The enzyme dehydrogenase (DHA) activities were estimated by measuring tri-phenyl formazan (TPF) in soil[23] and the spectral intensity was measured at 485 nm. Aryl sulphatase activity (AS) of the soil has measured in the activity of ρ-nitrophenol (ρNP) formed by using potassium ρ-nitrophenylsulphate in soil[24] and the intensity was read at 400 nm in UV/VIS Spectrophotometer. The extracellular urease activity was assayed the quantity of NH4+ released during urea hydrolysis by Tabatabai and Bremner[25] in soil.

The oxidisable portion of SOC has been oxidized by K2Cr2O7 chromic acid wet digestion method attributed as Walkley and Black[26] method, and the chloroform fumigation method was adopted to analyze the soil microbial biomass carbon (SMBC) and soil microbial biomass nitrogen (SMBN) ascribed by Vance et al.[27] and Jenkinson[28] in soil.

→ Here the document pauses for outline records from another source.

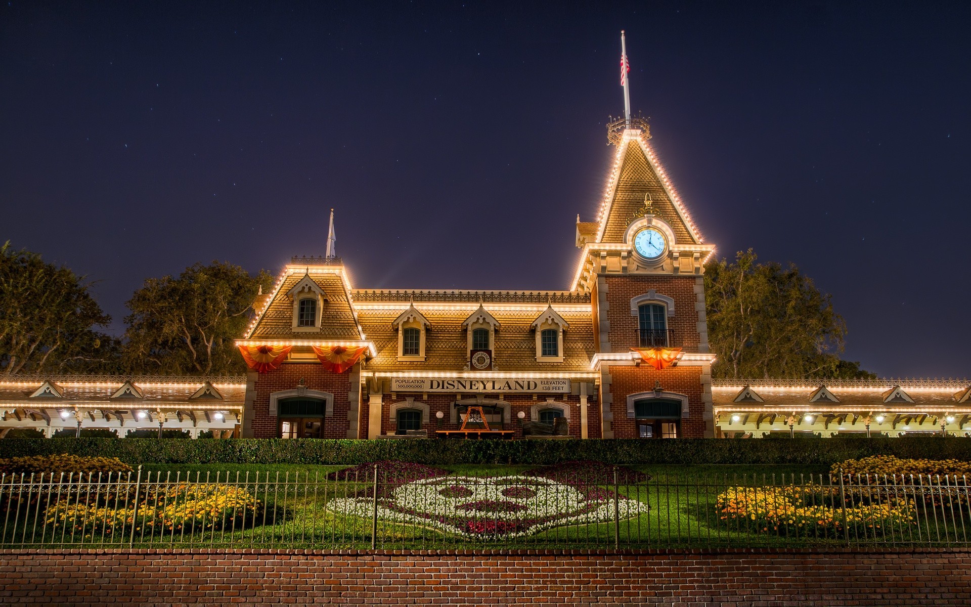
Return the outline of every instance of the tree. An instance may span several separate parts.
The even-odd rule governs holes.
[[[841,360],[846,324],[828,294],[795,265],[755,263],[750,249],[735,262],[705,268],[708,337],[715,377],[874,377]]]
[[[117,341],[95,331],[111,317],[64,266],[0,247],[0,372],[90,372],[110,367]]]
[[[233,340],[252,318],[252,302],[271,277],[227,262],[196,263],[178,278],[150,278],[128,301],[129,373],[226,375],[246,367]]]

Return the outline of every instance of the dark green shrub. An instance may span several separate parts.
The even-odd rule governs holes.
[[[841,440],[519,440],[409,439],[158,440],[53,438],[2,440],[0,457],[74,454],[138,463],[348,464],[396,459],[431,465],[455,463],[551,464],[575,459],[647,464],[825,464],[869,455],[971,460],[971,440],[921,436],[845,437]]]

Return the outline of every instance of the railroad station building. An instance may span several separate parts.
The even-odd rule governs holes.
[[[712,380],[705,241],[638,118],[577,218],[564,290],[375,289],[294,257],[236,342],[246,378],[0,380],[0,434],[33,427],[398,439],[964,435],[951,381]],[[571,235],[564,234],[563,238]]]

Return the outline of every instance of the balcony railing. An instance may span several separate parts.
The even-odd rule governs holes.
[[[641,348],[674,348],[674,329],[640,329]]]

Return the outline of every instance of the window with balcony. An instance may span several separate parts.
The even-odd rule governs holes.
[[[670,348],[673,331],[667,328],[667,310],[662,304],[648,303],[638,307],[641,348]]]
[[[488,329],[473,329],[472,350],[488,350]]]

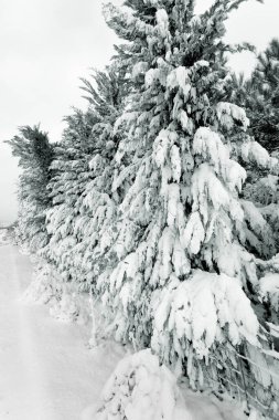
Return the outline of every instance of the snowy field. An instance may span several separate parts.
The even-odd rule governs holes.
[[[111,343],[89,349],[85,327],[53,319],[46,306],[23,303],[31,276],[29,258],[2,243],[0,420],[94,420],[90,407],[125,350]],[[246,419],[233,405],[192,391],[184,396],[193,420]]]

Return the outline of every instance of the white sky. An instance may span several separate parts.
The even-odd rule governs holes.
[[[114,33],[101,17],[101,0],[0,0],[0,221],[17,213],[17,162],[2,140],[21,125],[41,123],[58,140],[62,117],[83,106],[81,76],[104,67],[112,54]],[[120,3],[121,0],[115,0]],[[213,0],[197,0],[198,12]],[[249,0],[228,21],[227,39],[249,41],[264,50],[279,38],[279,0]],[[249,54],[232,60],[248,73]]]

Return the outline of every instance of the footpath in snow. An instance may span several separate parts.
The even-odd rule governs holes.
[[[0,420],[94,420],[85,409],[98,402],[125,350],[111,343],[89,349],[87,328],[23,303],[31,277],[29,258],[0,244]],[[246,419],[217,399],[191,391],[185,399],[194,420]]]

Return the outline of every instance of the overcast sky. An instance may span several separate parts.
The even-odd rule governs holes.
[[[115,0],[120,3],[120,0]],[[197,11],[213,0],[198,0]],[[101,17],[101,0],[0,0],[0,221],[17,213],[15,159],[3,140],[21,125],[41,123],[58,140],[62,117],[83,106],[81,76],[104,67],[112,54],[114,33]],[[249,0],[227,23],[227,39],[249,41],[259,51],[279,38],[279,0]],[[234,56],[232,66],[249,73],[254,57]]]

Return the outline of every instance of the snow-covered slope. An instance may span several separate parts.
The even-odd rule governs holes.
[[[94,420],[101,389],[125,355],[107,343],[86,346],[88,330],[61,323],[46,306],[21,301],[31,282],[29,258],[0,246],[0,419]],[[183,391],[194,420],[243,420],[234,406]]]

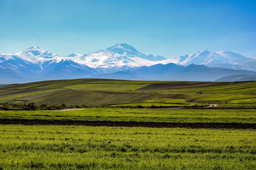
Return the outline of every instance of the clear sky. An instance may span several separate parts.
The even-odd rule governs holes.
[[[169,58],[200,50],[256,58],[256,0],[0,0],[0,53],[61,56],[119,43]]]

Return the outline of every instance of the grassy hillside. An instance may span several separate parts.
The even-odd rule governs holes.
[[[254,130],[0,125],[2,169],[251,169]]]
[[[196,94],[198,91],[203,93]],[[247,106],[256,104],[255,92],[256,81],[60,80],[0,87],[0,103],[170,106],[215,104]]]
[[[69,110],[0,112],[0,118],[134,121],[155,122],[254,123],[254,109],[152,109],[92,108]]]

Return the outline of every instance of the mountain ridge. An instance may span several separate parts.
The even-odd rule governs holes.
[[[35,46],[16,53],[0,54],[0,80],[1,83],[8,84],[10,80],[15,82],[44,78],[89,78],[128,70],[136,73],[147,71],[147,76],[151,73],[151,77],[156,76],[154,78],[167,79],[171,78],[169,72],[178,73],[192,64],[202,64],[201,66],[194,66],[194,69],[203,69],[204,64],[211,67],[237,70],[256,69],[256,60],[230,51],[206,50],[166,59],[159,55],[147,55],[131,46],[122,43],[90,54],[73,53],[62,57]],[[147,67],[154,65],[155,70],[148,70]],[[138,73],[140,75],[140,72]]]

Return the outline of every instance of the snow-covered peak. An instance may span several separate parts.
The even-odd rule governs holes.
[[[123,54],[124,53],[126,52],[139,52],[133,47],[125,43],[117,44],[114,46],[107,48],[104,51],[113,52],[120,54]]]
[[[89,55],[76,56],[72,60],[94,68],[111,68],[149,66],[166,59],[163,57],[147,56],[127,44],[118,44]]]
[[[49,59],[60,58],[58,55],[45,51],[38,47],[34,46],[16,53],[3,54],[0,55],[0,61],[22,59],[32,63],[42,64]],[[59,59],[59,60],[60,60]]]
[[[72,53],[71,54],[69,54],[67,57],[75,57],[78,56],[81,56],[83,55],[82,54],[78,54],[78,53]]]

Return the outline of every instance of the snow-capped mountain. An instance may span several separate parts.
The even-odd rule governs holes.
[[[65,70],[61,69],[66,67]],[[58,68],[59,71],[61,70],[61,75],[56,74]],[[90,77],[99,72],[71,61],[69,58],[61,57],[36,46],[16,53],[0,54],[0,80],[3,83],[6,80],[11,82],[17,80],[23,82],[42,77],[44,79],[47,79],[47,77],[66,79],[70,78],[72,74],[74,77],[77,77],[77,74],[75,74],[77,72],[83,72],[78,74],[80,78]]]
[[[205,50],[166,59],[162,56],[146,55],[130,45],[118,44],[90,54],[73,53],[63,57],[34,46],[16,53],[0,54],[0,84],[96,77],[96,75],[103,74],[127,70],[144,77],[146,75],[145,78],[148,79],[154,75],[156,76],[154,79],[161,78],[161,79],[170,80],[169,78],[175,77],[175,75],[170,77],[170,73],[175,75],[183,67],[192,64],[228,70],[256,70],[256,60],[229,51]],[[165,65],[161,66],[162,64]],[[147,67],[149,66],[152,70]],[[159,67],[162,68],[157,68]],[[193,68],[199,70],[203,67],[196,66]],[[218,70],[220,68],[216,68]],[[213,70],[207,69],[207,71]],[[214,70],[219,73],[218,71]],[[230,75],[237,72],[230,70],[227,71]],[[251,72],[242,73],[251,74]],[[128,72],[121,72],[112,75],[128,74],[131,76],[132,74]],[[107,75],[109,75],[104,76]]]
[[[194,64],[211,67],[256,70],[256,60],[230,51],[204,50],[163,61],[163,64],[173,63],[185,66]]]
[[[89,55],[76,56],[72,60],[92,68],[112,68],[117,70],[152,65],[166,59],[162,56],[146,55],[130,45],[118,44]]]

To characterize soil SOC, four representative samples were collected from different plots: 100% NPK, 150% NPK, 100% NPK + FYM, and control plots. Fourier-transform infrared (FT-IR) spectroscopy (JASCO 6800 Japan), was employed for functional group identification. The infrared and mid-infrared regions (5000–400 cm−1 or 2–25 µm) were utilized, with a silicon carbide element (1200 K) serving as the blackbody output. A tungsten-halogen lamp was used as the source for the near-IR (1–2.5 µm or 10,000–4000 cm−1), with a quartz envelope for longer wavelengths (5 µm or 2000 cm−1); a mercury discharge lamp was used for the far IR, providing higher output than a thermal source. The soil samples were air-dried and sieved through a 2 mm sieve. For the functional group analysis, 300 mg of soil was taken, combined with 900 mg of FT-IR-grade KBr (99%), and ground in an agate mortar. The homogeneous mixture was then transferred into a diffuse reflectance cup without applying pressure, and it was leveled with a microscope glass slide. The FTIR spectra were then measured on an FTIR spectrometer. The FTIR spectroscopy data was graphed using Origin Pro 8.5 software. Subsequently, the raw data underwent baseline correction before being plotted to generate the final graph.

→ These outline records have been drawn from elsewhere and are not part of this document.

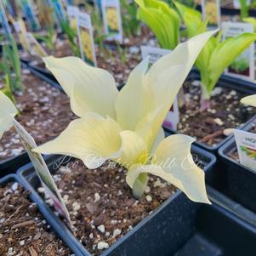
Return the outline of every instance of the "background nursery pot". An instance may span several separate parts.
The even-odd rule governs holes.
[[[188,76],[188,77],[186,79],[186,82],[192,82],[193,81],[196,81],[196,82],[200,81],[199,73],[195,69],[193,69],[191,71],[190,75]],[[221,76],[221,77],[219,78],[219,80],[217,83],[217,87],[219,87],[219,88],[227,88],[230,91],[234,90],[234,91],[239,92],[239,93],[246,94],[246,95],[256,94],[256,87],[255,87],[254,83],[247,82],[247,81],[244,81],[242,79],[234,78],[234,77],[225,76],[225,75]],[[242,106],[242,107],[243,107],[243,106]],[[234,111],[235,111],[235,110],[234,110]],[[231,113],[231,111],[230,111],[230,113]],[[247,116],[248,116],[249,117],[248,119],[250,119],[252,117],[253,117],[254,114],[255,114],[255,112],[253,111],[253,109],[252,108],[252,113],[247,113]],[[190,114],[188,114],[188,115],[190,115]],[[214,117],[216,115],[216,113],[214,113],[213,115],[213,117]],[[180,117],[180,119],[182,117]],[[193,118],[194,117],[192,117],[191,119],[187,120],[186,122],[190,123],[191,122],[193,122]],[[247,122],[247,120],[246,120],[246,122]],[[198,125],[202,125],[202,124],[198,123]],[[222,127],[217,125],[217,124],[215,124],[215,125],[216,125],[216,127],[218,127],[218,128],[219,128],[219,131],[221,131]],[[243,123],[241,123],[240,125],[242,126]],[[164,128],[165,128],[165,129],[170,131],[171,133],[176,134],[176,132],[171,130],[170,128],[168,128],[167,127],[164,127]],[[231,128],[231,127],[229,127],[229,128]],[[233,127],[233,128],[235,128],[235,127]],[[195,129],[196,129],[196,128],[195,128]],[[182,131],[179,130],[179,125],[178,125],[178,132],[177,133],[178,134],[182,134],[183,133]],[[193,136],[192,134],[188,134],[188,135]],[[232,135],[230,134],[230,135],[225,136],[225,135],[222,134],[222,132],[221,132],[221,134],[220,135],[219,134],[218,136],[220,136],[219,137],[220,141],[219,143],[216,143],[216,145],[210,145],[207,143],[201,142],[200,139],[197,139],[196,141],[195,141],[194,144],[206,150],[206,151],[208,151],[217,155],[218,149],[221,145],[223,145],[227,140],[229,140],[231,138]],[[219,138],[219,137],[217,137],[217,138]]]
[[[206,172],[215,163],[213,155],[198,147],[192,146],[192,154],[196,155],[202,161]],[[55,156],[55,159],[48,162],[52,172],[58,161],[60,160]],[[40,186],[40,182],[33,167],[28,164],[18,173],[26,182],[31,193],[37,195],[37,189]],[[191,202],[184,193],[178,191],[109,249],[103,252],[102,255],[171,255],[191,236],[196,209],[199,207],[200,204]],[[53,215],[48,208],[46,207],[46,209]],[[53,221],[54,225],[52,226],[57,232],[65,234],[65,237],[72,240],[83,255],[91,255],[60,219],[53,217]],[[167,232],[170,233],[167,235]]]
[[[20,179],[18,175],[16,174],[9,174],[2,179],[0,179],[0,186],[6,186],[9,183],[18,183],[19,185],[22,186],[23,188],[25,188],[25,190],[27,190],[27,187],[26,187],[26,184],[24,183],[22,181],[22,179]],[[20,195],[21,196],[21,195]],[[42,201],[42,199],[37,195],[37,194],[32,194],[32,193],[30,193],[29,194],[29,197],[31,199],[31,201],[32,202],[35,202],[37,204],[37,209],[38,211],[40,212],[40,213],[42,214],[42,219],[46,219],[48,224],[49,224],[50,225],[52,225],[53,224],[53,221],[52,221],[52,216],[51,216],[51,213],[48,213],[48,211],[46,210],[45,208],[45,206],[44,206],[44,202]],[[23,202],[20,200],[20,202]],[[22,204],[20,204],[20,207],[22,206]],[[40,214],[40,215],[41,215]],[[9,216],[8,216],[9,217]],[[39,218],[40,219],[40,218]],[[45,225],[46,227],[46,225]],[[52,230],[50,230],[50,232],[48,233],[48,235],[50,235],[50,233],[52,233]],[[61,233],[61,232],[60,232]],[[36,234],[35,234],[36,235]],[[53,235],[53,234],[51,234]],[[60,238],[62,238],[61,236],[64,236],[65,234],[63,234],[63,236],[61,235],[59,235],[59,236]],[[40,237],[39,237],[40,238]],[[38,238],[38,239],[39,239]],[[59,237],[54,237],[54,239],[59,239]],[[27,237],[25,237],[25,240],[26,240]],[[60,241],[60,242],[61,242],[62,244],[62,242]],[[75,255],[78,255],[78,256],[82,256],[82,254],[80,253],[80,251],[74,246],[73,242],[69,240],[67,237],[65,237],[65,244],[68,246],[68,247],[71,250],[71,252],[73,253],[75,253]],[[25,242],[25,243],[26,243],[26,242]],[[62,245],[63,246],[63,245]],[[26,248],[28,249],[28,247]],[[53,248],[52,248],[53,249]],[[66,250],[68,250],[66,248]],[[68,254],[66,255],[71,255],[72,253],[70,252]],[[52,252],[54,253],[54,252]],[[60,252],[59,252],[58,253],[60,253]],[[53,254],[54,255],[54,254]],[[54,254],[55,255],[55,254]],[[57,254],[56,254],[57,255]],[[58,254],[58,255],[60,255],[60,254]]]
[[[35,77],[39,77],[42,82],[47,82],[47,83],[50,86],[59,90],[60,89],[60,86],[54,80],[52,80],[51,77],[46,77],[43,74],[32,70],[29,66],[26,66],[25,65],[23,65],[23,69],[29,70],[31,74],[35,75]],[[30,108],[31,107],[33,106],[30,106]],[[3,143],[3,140],[1,141],[1,143]],[[25,151],[22,151],[16,156],[12,156],[6,158],[3,157],[3,159],[0,160],[0,178],[5,176],[8,174],[16,172],[20,167],[24,166],[27,162],[29,162],[29,157]]]
[[[255,126],[255,122],[256,117],[241,129],[252,130]],[[219,189],[247,208],[256,212],[256,173],[238,162],[234,136],[219,148],[219,154],[223,162],[219,170],[224,172],[222,174],[225,175],[225,179],[222,179],[224,184]]]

The methodology used by Andrews et al.[29] to generate the soil quality index consists of the three steps listed below.

Principal Component Analysis was applied to identify the representative minimum data sets in order to prevent dimensionality[30]. By using a linear combination of indicators to account for the greatest variation within a set, PCA displays distinct principal components, and subsequent PCs are similarly represented. PCs with > 1eigen values were often chosen for MDS, and for each component, 10% of the highly weighed variables are kept in a single PC. When many indicators were kept in a single PC, correlations were used to look at the indicators to see if the variables might be neglected from each PC if they were reductant MDS[29].

Each indicator's different dimensions were converted into unitless scores, which ranged from 0 to 1, to represent their respective contributions to soil function and standardize the data. These scores were assigned using standard scoring systems, such as linear and nonlinear scoring functions. The degree to which a greater value is regarded as better or worse depends on how sensitive each indicator is. The assigned score for indicators where a higher value is desirable was set to 1 by dividing the observed value by the highest observed value (denominator). On the other hand, in cases where a lower value is preferred for an indicator, a score of one was determined by dividing the lowest observed value (numerator) by the corresponding observation[31].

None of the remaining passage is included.